Distributed storage systems generically consists of a large number of interconnected storage nodes, with each node capable of storing a large quantity of data. The key goals of a distributed storage systems are to store as much source data as possible, to assure a high level of durability of the source data, and to minimize the access time to source data by users or applications.

Many distributed storage systems are built using commodity hardware and managed by complex software, both of which are subject to failure. For example, storage nodes can become unresponsive, sometimes due to software issues where the node can recover after a period of time (transient node failures), and sometimes due to hardware failure in which case the node never recovers (node failures). The paper [8] provides a more complete description of different types of failures.

A sine qua non of a distributed storage system is to ensure that source data is durably stored, where durability is often characterized in terms of the mean time to the loss of any source data (MTTDL) often quoted in millions of years. To achieve this in the face of component failures a fraction of the raw storage capacity is used to store redundant data. Source data is partitioned into objects, and, for each object, redundant data is generated and stored on the nodes. An often-used trivial redundancy is triplication in which three copies of each object are stored on three different nodes. Triplication has several advantages for access and ease of repair but its overhead is quite high: two-thirds of the raw storage capacity is used to store redundant data. Recently, Reed-Solomon (RS) codes have been introduced in production systems to both reduce storage overhead and improve MTTDL compared to triplication, see e.g., [10], [8], and [19]. As explained in [19] the reduction in storage overhead and improved MTTDL achieved by RS codes comes at the cost of a repair bottleneck [19] which arises from the significantly increased network traffic needed to repair data lost due to failed nodes.
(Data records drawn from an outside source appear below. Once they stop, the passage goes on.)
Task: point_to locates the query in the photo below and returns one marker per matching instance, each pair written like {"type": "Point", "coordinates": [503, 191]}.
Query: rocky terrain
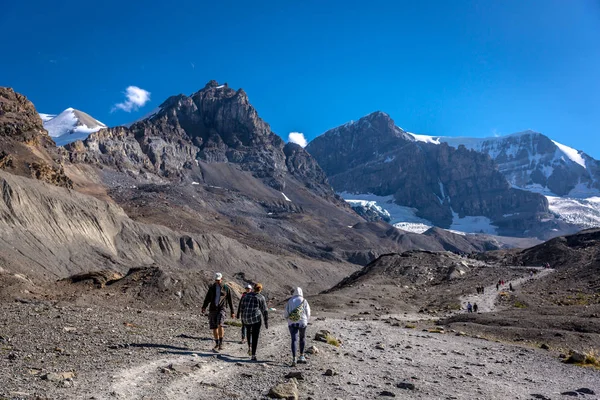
{"type": "Point", "coordinates": [397, 338]}
{"type": "Point", "coordinates": [107, 247]}
{"type": "Point", "coordinates": [373, 155]}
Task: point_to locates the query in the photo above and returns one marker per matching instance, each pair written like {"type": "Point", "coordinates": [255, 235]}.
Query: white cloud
{"type": "Point", "coordinates": [298, 138]}
{"type": "Point", "coordinates": [136, 98]}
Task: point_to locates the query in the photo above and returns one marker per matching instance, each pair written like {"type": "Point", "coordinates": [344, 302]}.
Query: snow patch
{"type": "Point", "coordinates": [146, 116]}
{"type": "Point", "coordinates": [582, 212]}
{"type": "Point", "coordinates": [66, 127]}
{"type": "Point", "coordinates": [46, 117]}
{"type": "Point", "coordinates": [405, 216]}
{"type": "Point", "coordinates": [472, 224]}
{"type": "Point", "coordinates": [571, 153]}
{"type": "Point", "coordinates": [413, 227]}
{"type": "Point", "coordinates": [425, 138]}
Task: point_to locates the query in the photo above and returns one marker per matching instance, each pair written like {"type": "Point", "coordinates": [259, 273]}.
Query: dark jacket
{"type": "Point", "coordinates": [225, 297]}
{"type": "Point", "coordinates": [252, 307]}
{"type": "Point", "coordinates": [240, 305]}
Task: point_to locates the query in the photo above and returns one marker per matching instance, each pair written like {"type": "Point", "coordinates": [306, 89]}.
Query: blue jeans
{"type": "Point", "coordinates": [296, 329]}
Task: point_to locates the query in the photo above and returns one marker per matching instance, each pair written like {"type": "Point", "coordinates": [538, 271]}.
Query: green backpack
{"type": "Point", "coordinates": [296, 315]}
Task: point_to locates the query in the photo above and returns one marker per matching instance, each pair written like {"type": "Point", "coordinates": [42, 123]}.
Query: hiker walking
{"type": "Point", "coordinates": [217, 298]}
{"type": "Point", "coordinates": [297, 313]}
{"type": "Point", "coordinates": [248, 290]}
{"type": "Point", "coordinates": [252, 306]}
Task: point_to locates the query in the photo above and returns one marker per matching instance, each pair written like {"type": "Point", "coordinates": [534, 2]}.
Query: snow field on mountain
{"type": "Point", "coordinates": [405, 218]}
{"type": "Point", "coordinates": [66, 127]}
{"type": "Point", "coordinates": [583, 212]}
The repair bottleneck has inspired the design of new types of erasure codes, e.g., local reconstruction codes (LR codes) [9], [19], and regenerating codes (RG codes) [6], [7], that can reduce repair traffic compared to RS codes. The RS codes, LR codes and RG codes used in practice typically use small values of $(n,k,r)$ , which we call small codes. Systems based on small codes, which we call small code systems, therefore spread data for each object across a relatively small number of nodes. This situation necessitates using a reactive repair strategy where, in order to achieve a large MTTDL, data lost due to node failures must be quickly recovered. The quick recovery can demand a large amount network bandwidth and the repair bottleneck therefore remains.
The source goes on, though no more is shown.